もともと、毎月のカレンダーを、とくに年配の患者さんが診療日と休診日を間違うことがないように、診療日に印をつけてお渡ししていました。
ところが、5月から予約制度を採用すると、思いもよらず、予約カードになってしまいました。
そして、7月のカレンダーからは、野村医院のメッセージやお知らせ・提案を書き入れることにしました。
今回はのメッセージは、次の四つです。
①夕方に診療を始めたこと
②往診をさせていただくこと
③終活のすすめ
④待合カフェの予告
一番大事なメッセージは、メッセージ③と④ですが、今日の話題は③『終活のすすめ』です。
山添村は、病院で亡くなる人が意外に多い。
我が国では病院で亡くなる人が、自宅で息を引き取る人よりずっと多いことは良く知られています。
山添村もその例外ではありません。
むしろ、ここでは、認知症や脳卒中の後遺症などの慢性疾患であっても病院や施設に預けてしまうことが、都市部に比べると多いように思います。

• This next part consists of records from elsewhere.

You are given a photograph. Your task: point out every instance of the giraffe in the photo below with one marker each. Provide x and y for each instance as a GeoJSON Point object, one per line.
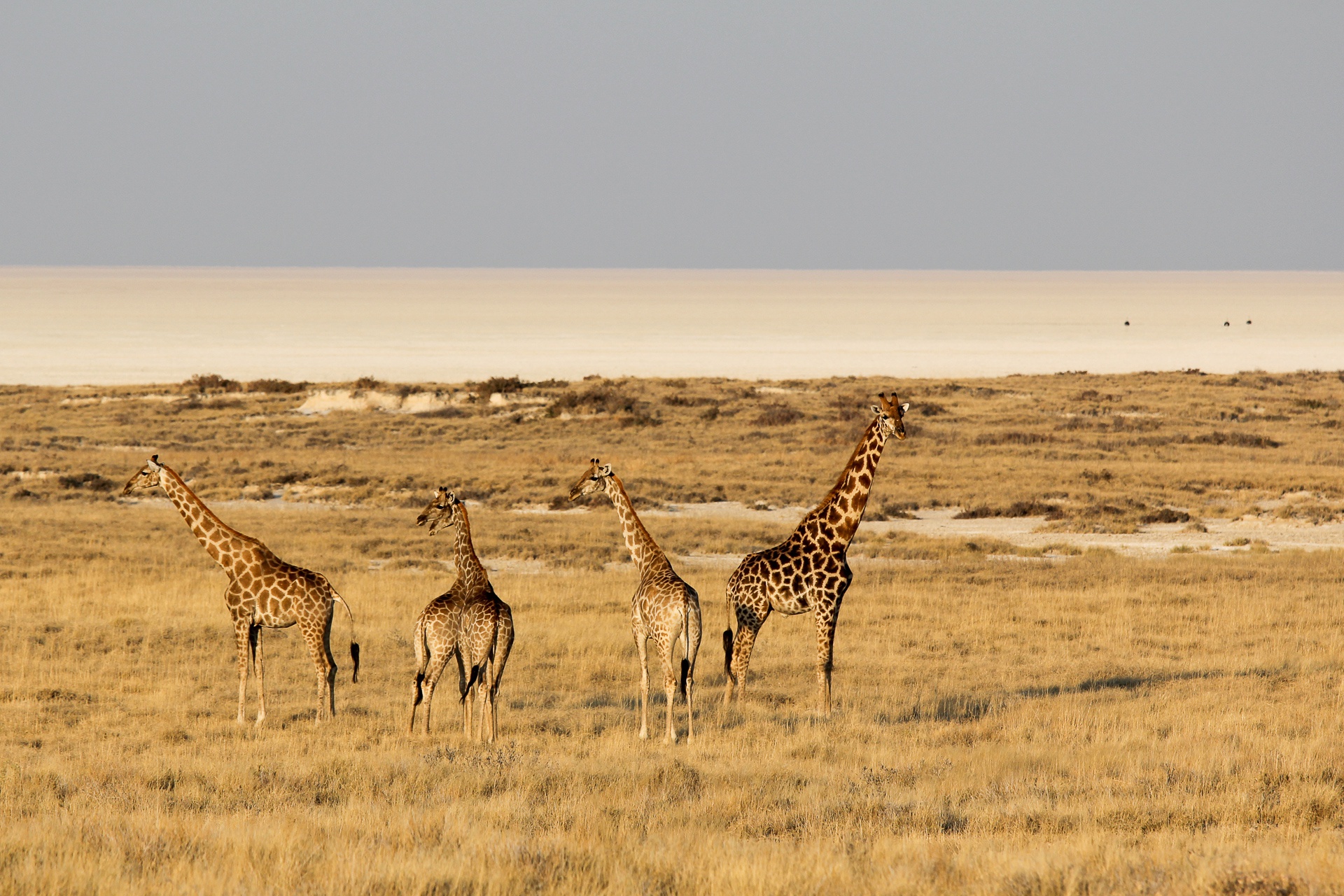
{"type": "Point", "coordinates": [664, 606]}
{"type": "Point", "coordinates": [468, 622]}
{"type": "Point", "coordinates": [809, 570]}
{"type": "Point", "coordinates": [264, 592]}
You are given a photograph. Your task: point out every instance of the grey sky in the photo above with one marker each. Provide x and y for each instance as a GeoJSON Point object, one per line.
{"type": "Point", "coordinates": [680, 134]}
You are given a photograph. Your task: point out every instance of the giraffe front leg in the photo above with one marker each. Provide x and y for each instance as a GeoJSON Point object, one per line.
{"type": "Point", "coordinates": [670, 687]}
{"type": "Point", "coordinates": [261, 675]}
{"type": "Point", "coordinates": [827, 614]}
{"type": "Point", "coordinates": [641, 643]}
{"type": "Point", "coordinates": [749, 625]}
{"type": "Point", "coordinates": [326, 669]}
{"type": "Point", "coordinates": [241, 633]}
{"type": "Point", "coordinates": [436, 669]}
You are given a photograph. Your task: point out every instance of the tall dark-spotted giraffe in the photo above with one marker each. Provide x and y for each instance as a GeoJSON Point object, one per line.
{"type": "Point", "coordinates": [809, 570]}
{"type": "Point", "coordinates": [264, 592]}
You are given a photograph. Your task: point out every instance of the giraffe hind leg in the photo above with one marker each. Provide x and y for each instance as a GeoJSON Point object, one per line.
{"type": "Point", "coordinates": [670, 685]}
{"type": "Point", "coordinates": [261, 673]}
{"type": "Point", "coordinates": [244, 637]}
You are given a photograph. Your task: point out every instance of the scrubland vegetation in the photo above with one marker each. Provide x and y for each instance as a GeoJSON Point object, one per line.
{"type": "Point", "coordinates": [1006, 723]}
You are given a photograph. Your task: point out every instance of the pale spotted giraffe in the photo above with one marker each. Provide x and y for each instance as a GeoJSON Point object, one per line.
{"type": "Point", "coordinates": [664, 606]}
{"type": "Point", "coordinates": [808, 571]}
{"type": "Point", "coordinates": [264, 592]}
{"type": "Point", "coordinates": [468, 622]}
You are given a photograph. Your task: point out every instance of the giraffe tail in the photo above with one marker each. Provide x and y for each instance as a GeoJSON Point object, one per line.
{"type": "Point", "coordinates": [354, 644]}
{"type": "Point", "coordinates": [476, 673]}
{"type": "Point", "coordinates": [421, 664]}
{"type": "Point", "coordinates": [727, 640]}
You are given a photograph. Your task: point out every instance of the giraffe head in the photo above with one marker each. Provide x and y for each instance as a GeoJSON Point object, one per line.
{"type": "Point", "coordinates": [441, 512]}
{"type": "Point", "coordinates": [890, 415]}
{"type": "Point", "coordinates": [147, 479]}
{"type": "Point", "coordinates": [598, 475]}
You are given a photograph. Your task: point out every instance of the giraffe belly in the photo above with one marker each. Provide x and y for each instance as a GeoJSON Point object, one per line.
{"type": "Point", "coordinates": [792, 602]}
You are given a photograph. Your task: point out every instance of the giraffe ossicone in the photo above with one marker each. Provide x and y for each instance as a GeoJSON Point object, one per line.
{"type": "Point", "coordinates": [664, 608]}
{"type": "Point", "coordinates": [809, 570]}
{"type": "Point", "coordinates": [264, 592]}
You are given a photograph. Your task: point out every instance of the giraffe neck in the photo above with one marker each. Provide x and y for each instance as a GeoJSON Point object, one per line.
{"type": "Point", "coordinates": [470, 573]}
{"type": "Point", "coordinates": [220, 542]}
{"type": "Point", "coordinates": [645, 552]}
{"type": "Point", "coordinates": [841, 510]}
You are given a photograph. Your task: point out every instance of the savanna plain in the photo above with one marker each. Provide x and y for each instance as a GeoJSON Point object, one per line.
{"type": "Point", "coordinates": [1046, 718]}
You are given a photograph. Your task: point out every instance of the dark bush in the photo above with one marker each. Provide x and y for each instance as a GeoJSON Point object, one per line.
{"type": "Point", "coordinates": [1166, 514]}
{"type": "Point", "coordinates": [1014, 438]}
{"type": "Point", "coordinates": [504, 384]}
{"type": "Point", "coordinates": [695, 400]}
{"type": "Point", "coordinates": [777, 415]}
{"type": "Point", "coordinates": [274, 387]}
{"type": "Point", "coordinates": [1237, 440]}
{"type": "Point", "coordinates": [1014, 511]}
{"type": "Point", "coordinates": [210, 383]}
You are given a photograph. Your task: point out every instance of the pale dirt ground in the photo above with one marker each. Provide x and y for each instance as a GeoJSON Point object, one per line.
{"type": "Point", "coordinates": [160, 326]}
{"type": "Point", "coordinates": [1154, 540]}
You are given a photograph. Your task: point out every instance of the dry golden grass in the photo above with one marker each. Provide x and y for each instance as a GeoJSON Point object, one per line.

年配者ほど、慣れ親しんだ我が家で最期を迎えたいと願っているはずなのですが。
野村医院を引き継いでまだ日が浅いものの、地域で活動する人たちと話したり、患者さんを診察していて、このことが気になっています。
年配者を世話する世代が、村外に勤めに行く共稼ぎだとすると、自宅で最期を迎えさせてやりたくても現実的には厳しい。
そんな家族が多いのも原因の一つですが、また、これには、野村医院にも責任があります。
地域医療に尽くしていた父母が亡くなり、それ以降、当院はなかば休眠状態にありました。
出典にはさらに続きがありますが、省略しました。